Posted by on Monday, August 7th, 2017 and is filed under .

Once upon a time, in the land of work, there lived a people who were comfortable and secure. They had good education and advanced degrees. They were celebrated and adored for their long-term dedication to their companies and crafts. This fairy tale life guaranteed the people would live happily ever after.

Then one day, the people of the kingdom realized that wizards had come upon the scene and conjured up all kinds of trickery like artificial intelligence, robotics, 3-D printing, nanotechnology, biotechnology, smart systems and other mythical and magical things that changed the way that work worked. It was like a spell had been cast over the land and nothing was the same any more. So, when skills lose their significance, jobs become obsolete, age becomes an issue no matter if you’re young or old, what’s a mere mortal to do?

How about a revolution?

According to The World Economic Forum we are today at the beginning of a Fourth Industrial Revolution. Their research has found that by 2020, “more than a third of the desired core skill sets of most occupations will be comprised of skills that are not yet considered crucial to jobs today.” Overall, social skills and particularly, Emotional Intelligence (EI ) — will be in higher demand across the board. Furthermore, the folks who use their EI to proactively and strategically manage change, will be rich and shall prosper.

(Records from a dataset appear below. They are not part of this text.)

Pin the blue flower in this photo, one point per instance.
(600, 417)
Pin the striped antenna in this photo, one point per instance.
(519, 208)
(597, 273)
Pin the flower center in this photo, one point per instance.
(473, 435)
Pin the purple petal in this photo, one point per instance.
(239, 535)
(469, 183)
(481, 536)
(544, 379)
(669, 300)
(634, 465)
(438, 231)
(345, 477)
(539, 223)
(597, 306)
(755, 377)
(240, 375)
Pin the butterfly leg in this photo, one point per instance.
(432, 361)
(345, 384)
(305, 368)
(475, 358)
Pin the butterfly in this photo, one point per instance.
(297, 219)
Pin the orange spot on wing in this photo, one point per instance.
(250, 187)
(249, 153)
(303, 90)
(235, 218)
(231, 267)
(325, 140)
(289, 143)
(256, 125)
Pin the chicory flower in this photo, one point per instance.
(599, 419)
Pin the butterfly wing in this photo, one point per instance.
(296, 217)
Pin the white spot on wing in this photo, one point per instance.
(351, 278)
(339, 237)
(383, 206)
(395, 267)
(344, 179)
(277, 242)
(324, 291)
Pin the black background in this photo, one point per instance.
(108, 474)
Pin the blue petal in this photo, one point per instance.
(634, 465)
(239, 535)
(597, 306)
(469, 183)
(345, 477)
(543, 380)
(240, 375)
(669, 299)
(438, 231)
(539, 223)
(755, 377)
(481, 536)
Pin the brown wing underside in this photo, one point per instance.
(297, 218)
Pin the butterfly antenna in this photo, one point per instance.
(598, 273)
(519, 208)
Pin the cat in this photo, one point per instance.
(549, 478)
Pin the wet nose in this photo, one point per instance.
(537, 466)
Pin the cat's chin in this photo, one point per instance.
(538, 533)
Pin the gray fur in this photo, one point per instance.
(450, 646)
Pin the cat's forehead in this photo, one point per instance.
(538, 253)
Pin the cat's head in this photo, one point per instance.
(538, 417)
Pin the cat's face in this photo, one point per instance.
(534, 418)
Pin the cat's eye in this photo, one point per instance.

 In fairy tales, the wise men (and women) were called in for consultations to help “slay the dragons” or break some nasty spells. Today, the remedies most advised for our work revolution still include a return to school for added intellectual intellect that can be brandished with yet another acronym titled degree.

Academics will feed your IQ. If it’s EI you need (and you do) I suggest you take another path.

Many thought leaders, companies and business schools still view strategic reasoning as a high-level executive function of the brain and tactical thought as an unrelated, lower-level activity. But using functional magnetic resonance imaging (FMRI), it has been determined that the two kinds of thinking are linked in an important way: They both draw considerably on EI and social-emotional reasoning. Schools can teach the theory of strategic thinking and problem solving, but strategic thought entails at least as much emotional intelligence as it does IQ. The most effective strategic thinkers use the parts of the brain linked with emotion and intuition. Acute common sense plays a huge role too.

Strategic thinking, linked with emotional intelligence, stresses the ability to visualize what could be – not what is, as well as a day-to-day strategic approach to issues and challenges to helping others, to maximize teamwork and relationship building. These are skills developed through doing, not studying.

Remember Chicken Little? The dude gets hit on the head by an acorn and proclaims the sky is falling. He sets off to tell the King and along the way he meets various other animals who buy into his tale of doom and gloom and join him on his trek. In the process, they meet a sly fox who leads them to its den.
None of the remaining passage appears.